Nor did Franklin know, his employer alleges, that Fox News would swipe the image to promote the show "Justice With Judge Jeanine" on its Facebook page.

Fox cropped a smaller, lower-resolution copy of the picture, juxtaposed it with the photograph "Raising the Flag on Iwo Jima," and added the Twitter hashtag "#neverforget."

The network insisted that this qualified as "transformative use" under the fair-use doctrine.

But U.S. District Judge Edgardo Ramos found the changes "barely discernible" Tuesday, in a 26-page opinion that may bring the case before a jury.

"Despite defendants' claims regarding their use of the work, however, the court cannot conclude as a matter of law that the combined image transformed the work sufficiently to merit protection as fair use," he wrote. "As plaintiff asserts - accurately in the court's view - the alterations to the work are 'barely discernible' unless the viewer is specifically prompted to look for them."

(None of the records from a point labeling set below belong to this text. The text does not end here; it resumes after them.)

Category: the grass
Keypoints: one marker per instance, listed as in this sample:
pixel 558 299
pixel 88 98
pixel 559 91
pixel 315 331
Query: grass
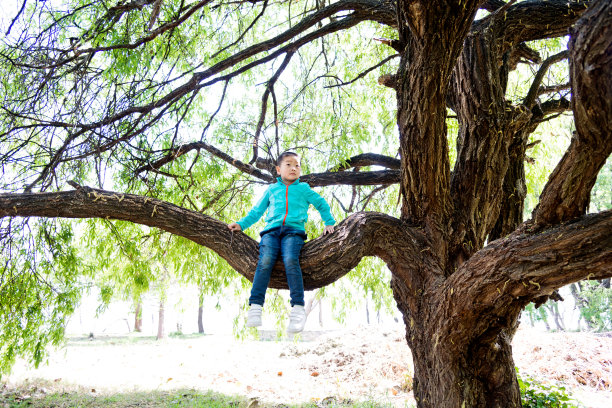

To the "casual observer," the Fox image appears to be the same work with "only the hashtag added," he said.

Ramos added that the hashtag Fox added "was a ubiquitous presence on social media that day."

"Thus Fox News' commentary, if such it was, merely amounted to exclaiming 'Me too,'" he wrote.

"Analyzed from that perspective, the posting does not begin to constitute the creation of 'new information, new aesthetics, new insights and understandings' required for finding a transformative purpose," the opinion states.

North Jersey Media Group's lawyer William Dunnegan of Dunnegan LLC declined to comment.

Pirro's attorney, Dori Hanswirth with Hogan Lovells, has not returned a request for comment.

A Fox News spokeswoman said only: "We are going to continue with the case."